Driven in part by a surge in ethanol prices, the average price of gasoline, currently at $3.54 per gallon, is expected to reach its peak between $3.55 and $3.75 per gallon by early April, according to AAA spokesman Michael Green.

Green said gas prices have inched higher since early February. At their current rate of increase, the national average may stop rising at $3.65 per gallon—less than last year's $3.79 record.

Some experts have attributed this year's gas price hike in part to the recent surge in ethanol prices, caused by a tight supply of the corn-based fuel because of railroad delays. U.S. gasoline is blended with ethanol, which accounts for about 10 percent of the mixture that drivers pump at the gas station.

"The rail is pretty much the predominant way ethanol is delivered," said Jordan Godwin, biofuels editor at energy and commodity data firm Platts. He noted that this winter's extreme weather—coupled with the growing cargo competition with oil and petroleum—caused holdups in ethanol delivery throughout January and February.

As a result, ethanol producers were forced to slow down production or shut down plants. In fact, stocks are down by more than 10 percent compared with this time last year.

Godwin added that the fuel's supply picture has started to look up, and he expects ethanol stocks to replenish themselves in the next few weeks. It will also benefit from this year's strong corn production as margins of corn-based ethanol enjoy a boost.

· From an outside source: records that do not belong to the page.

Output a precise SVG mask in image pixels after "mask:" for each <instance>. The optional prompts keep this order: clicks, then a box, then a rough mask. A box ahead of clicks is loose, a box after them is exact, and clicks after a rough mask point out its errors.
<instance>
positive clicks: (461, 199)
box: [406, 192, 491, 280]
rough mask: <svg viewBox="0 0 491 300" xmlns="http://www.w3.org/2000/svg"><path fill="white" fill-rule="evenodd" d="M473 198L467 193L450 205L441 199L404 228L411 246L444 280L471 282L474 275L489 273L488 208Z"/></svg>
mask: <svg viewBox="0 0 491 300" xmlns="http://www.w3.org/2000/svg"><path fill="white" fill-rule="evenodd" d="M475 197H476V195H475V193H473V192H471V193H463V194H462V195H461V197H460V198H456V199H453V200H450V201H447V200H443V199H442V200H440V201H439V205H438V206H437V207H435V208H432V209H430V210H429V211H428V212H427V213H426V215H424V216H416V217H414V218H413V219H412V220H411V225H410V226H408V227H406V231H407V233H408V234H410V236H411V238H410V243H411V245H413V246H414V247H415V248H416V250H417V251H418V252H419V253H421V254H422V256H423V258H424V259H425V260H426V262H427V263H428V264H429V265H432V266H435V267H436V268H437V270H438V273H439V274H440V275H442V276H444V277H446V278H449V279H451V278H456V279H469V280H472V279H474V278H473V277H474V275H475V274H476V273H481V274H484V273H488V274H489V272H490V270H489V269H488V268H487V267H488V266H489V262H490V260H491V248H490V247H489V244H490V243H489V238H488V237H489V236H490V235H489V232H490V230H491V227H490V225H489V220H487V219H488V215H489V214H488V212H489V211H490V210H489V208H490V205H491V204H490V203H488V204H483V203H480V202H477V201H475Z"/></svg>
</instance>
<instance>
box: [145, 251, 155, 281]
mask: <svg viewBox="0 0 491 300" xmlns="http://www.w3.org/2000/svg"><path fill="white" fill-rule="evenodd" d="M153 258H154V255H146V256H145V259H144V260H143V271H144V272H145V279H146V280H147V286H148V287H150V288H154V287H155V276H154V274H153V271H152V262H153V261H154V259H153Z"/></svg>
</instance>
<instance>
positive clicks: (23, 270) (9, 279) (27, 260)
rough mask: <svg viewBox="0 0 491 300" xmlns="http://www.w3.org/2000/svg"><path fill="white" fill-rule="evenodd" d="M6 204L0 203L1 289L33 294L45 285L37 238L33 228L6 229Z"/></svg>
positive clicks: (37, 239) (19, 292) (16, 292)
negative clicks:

The rise in ethanol has added about 7 to 15 cents a gallon to gasoline this week, said Patrick DeHaan, a senior petroleum analyst at GasBuddy.com.

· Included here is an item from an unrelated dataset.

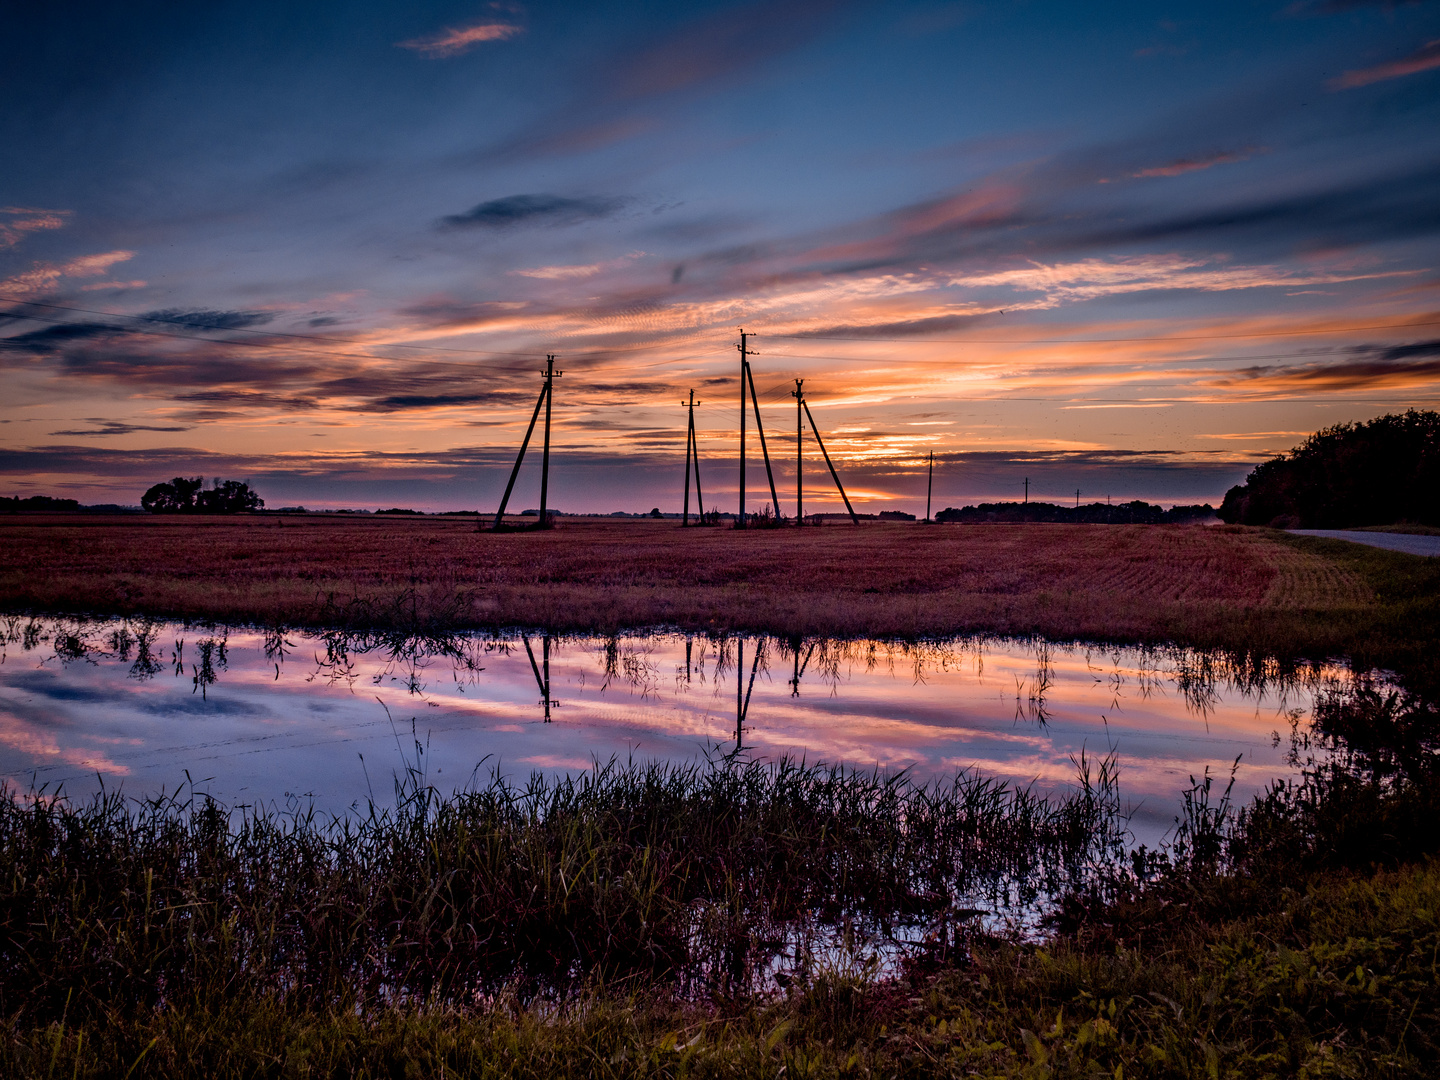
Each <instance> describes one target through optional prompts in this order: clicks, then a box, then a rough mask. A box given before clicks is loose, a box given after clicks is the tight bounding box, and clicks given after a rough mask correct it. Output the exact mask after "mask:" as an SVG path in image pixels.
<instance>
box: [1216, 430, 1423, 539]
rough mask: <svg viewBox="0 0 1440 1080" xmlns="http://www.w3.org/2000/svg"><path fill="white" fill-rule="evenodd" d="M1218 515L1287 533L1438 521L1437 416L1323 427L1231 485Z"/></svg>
mask: <svg viewBox="0 0 1440 1080" xmlns="http://www.w3.org/2000/svg"><path fill="white" fill-rule="evenodd" d="M1220 517H1221V520H1224V521H1228V523H1231V524H1237V523H1238V524H1246V526H1282V527H1289V528H1349V527H1354V526H1385V524H1394V523H1397V521H1413V523H1417V524H1431V526H1434V524H1440V413H1436V412H1430V410H1426V412H1418V410H1416V409H1411V410H1408V412H1405V413H1403V415H1394V413H1391V415H1387V416H1377V418H1375V419H1374V420H1368V422H1365V423H1338V425H1335V426H1333V428H1325V429H1323V431H1319V432H1316V433H1315V435H1312V436H1310V438H1309V439H1306V441H1305V442H1303V444H1300V445H1299V446H1296V448H1295V449H1293V451H1290V452H1289V454H1282V455H1280V456H1279V458H1272V459H1270V461H1266V462H1263V464H1261V465H1257V467H1256V468H1254V471H1253V472H1251V474H1250V475H1248V477H1247V478H1246V482H1244V484H1240V485H1237V487H1233V488H1230V491H1227V492H1225V501H1224V503H1221V505H1220Z"/></svg>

DeHaan said that refinery maintenance and the seasonal switch from winter blend to summer blend also have pushed up gas prices.

Gas prices generally head north in spring as refiners enter maintenance season and switch from winter blend to summer blend. The upward trend typically lasts until late April or early May.

In fact, production has started to pick up as refineries complete their maintenance process. Green pointed out that this spring's price hike has been relatively flat compared with previous years due to increased refinery capacity. Quiet geopolitical fronts, specifically in the Middle East, also have played a role in tempering energy markets so far this year.

For those reasons, drivers probably can expect gasoline to remain cheaper than last year for the rest of 2014, according to AAA, with prices reaching their lowest in late June at $3.30 to $3.40 per gallon and dropping again in autumn.

Summer, a driving season when gas demand and consumption jump, may be somewhat of a mixed bag, however.

"If prices remain muted like they have been, we probably won't see a significant decline. But we likely will see prices ease for the month of June," DeHaan said.